Immunoregulatory CD8⁺ cells recognize antigen-activated CD4⁺ cells in myasthenia gravis patients and in healthy controls

CD8⁺ cells inhibiting the response of CD4⁺ cells exist in rodents, recognizing epitopes unique to a CD4⁺ clone (Ids) or expressed by all activated CD4⁺ cell (ergotypes). Stimulation of CD8⁺ cells recognizing ergotypes shared by all Ag-activated CD4⁺ cells would be useful for treatment of diseases involving undesirable CD4⁺ responses to ill defined Ags, such as many autoimmune diseases and allergies. As a first step toward demonstrating the existence of antiergotype CD8⁺ immunoregulatory cells in humans, we investigated here whether CD8⁺ cells recognizing Ag-activated CD4⁺ cells exist in autoimmune and healthy humans. CD4⁺ cells specific for human muscle acetylcholine receptor, tetanus, or diphtheria toxoids were propagated from patients with myasthenia gravis patients and healthy controls. Ag-activated CD4⁺ cells were irradiated and used as Ag to test the response of CD4⁺-depleted CD8⁺-enriched PBMC (CD8⁺ PBMC) from myasthenic patients and controls and to propagate short-term CD8⁺ cell lines from CD8⁺ PBMC. In both patients and controls CD8⁺ PBMC and CD8⁺ lines responded vigorously to autologous Ag-activated CD4⁺ cells.
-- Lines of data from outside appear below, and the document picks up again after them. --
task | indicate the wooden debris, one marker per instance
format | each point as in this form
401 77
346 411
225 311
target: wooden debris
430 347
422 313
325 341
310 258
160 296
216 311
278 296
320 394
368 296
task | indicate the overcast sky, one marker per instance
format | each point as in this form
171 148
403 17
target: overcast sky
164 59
The CD8⁺ lines responded equally well to the Ag-activated CD4⁺ cells of different Ag specificity, suggesting that they recognized CD4⁺ ergotypes. They did not seem to respond to CD4⁺ cells activated by PHA. The CD8⁺ cells recognized class I- restricted epitopes, as their response to activated CD4⁺ cells was suppressed by anti-class I Ab. CD8⁺ cells recognizing Ag-activated CD4⁺ were present cells in the controls for 5 to 12 wk after immunization. In myasthenic patients, CD8⁺ cells recognizing activated anti-acetylcholine receptor CD4⁺ cells seemed to be always present.